The major conclusions are as follows:
- (1)
In the past 55 years (from 1963 to 2017), the average annual temperature increased 0.69 °C/10 years. The average daily precipitation varied alternately between 0.5 and 1.6 mm. In the next 30 years (from 2020 to 2050), the average annual temperature will increase by above 0.58 °C/10 years compared with the reference period (from 1963 to 2017). The increase rate of precipitation will be different in the middle and lower reaches of the basin (5% to 10%). The climate in the LRB has been getting warmer and more humid. From 1985 to 2014, the natural land use decreased, the human activities land use increased, while the change rate slowed down.
- (2)
The TN and TP load was basically inversely proportional to temperature change (except for winter), while it was significantly proportional to precipitation change. Especially in summer, the TN and TP load increased more obviously as precipitation was much higher. Based on the extreme value proportion statistics, the more the temperature or the precipitation changes, the greater the occurrence probability of extreme water pollution events. It can be found that the incidence of TN pollution is sensitive to temperature increase with positive correlation, while it shows a basically negative correlation with TP. Meanwhile, the incidence of TN and TP pollution has no obvious relation with precipitation change.
- (3)
Through the Future Climate Change scenario simulation, it can be learned that the mean annual TN and TP loads from 2020 to 2050 is likely slightly lower than those in the reference period (from 1963 to 2017). The load might increase according to the following order: RCP2.6 < RCP4.5 < RCP8.5 < reference period. From the point of view of climate change, the temperature rising effect on the TN and TP loads seems to be more obvious than the precipitation increase effect. Additionally, the incidence of TN pollution is potentially sensitive to the future climate change.
- (4)
The TN and TP loads were different under the land use of 1985, 2000 and 2014. The loads and the incidence of water pollution generally show a trend of 1985 < 2014 < 2000, which is in contrast with the natural land use change (2000 < 2014 < 1985). When the natural land use decreases and the human activities land use increases, the TN and TP loads of the basin will increase as well, and the surface water quality of the basin will deteriorate.
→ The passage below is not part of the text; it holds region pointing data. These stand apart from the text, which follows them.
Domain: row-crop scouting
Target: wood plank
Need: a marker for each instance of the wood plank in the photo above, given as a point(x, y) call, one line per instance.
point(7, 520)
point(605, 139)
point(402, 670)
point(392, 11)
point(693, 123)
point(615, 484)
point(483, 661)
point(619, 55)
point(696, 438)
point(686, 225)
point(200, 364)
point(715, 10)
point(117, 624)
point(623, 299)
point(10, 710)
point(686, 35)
In general, single climatic factor (temperature/precipitation) change will have an obvious effect on the TN and TP loads in the LRB. The underlying surface change will also affect the surface water quality in the basin. The greater the reduction of natural land use, the greater the increase of pollution load in the basin. The incidence of TN and TP pollution is more sensitive to LUCC than single climatic factor change. The incidence of TN pollution will augment in the future, while it will decrease with TP pollution. The evolution characteristics of surface water quality in this paper can provide references for climate change and LUCC change study, and also can support the effect and adaptation-strategies study. Certainly, there are various uncertainties of the impact of climate change and underlying surface change on surface water quality, and following research should focus on basin water quality models, climate models, extreme events, and LUCC causes. TN and TP loads are influenced not only by LUCC, but also by point-source pollution, WWTP efficiencies, “good practice” in agriculture, and so on. The further study can focus on the comprehensive effects of mentioned factors on the TN and TP loads.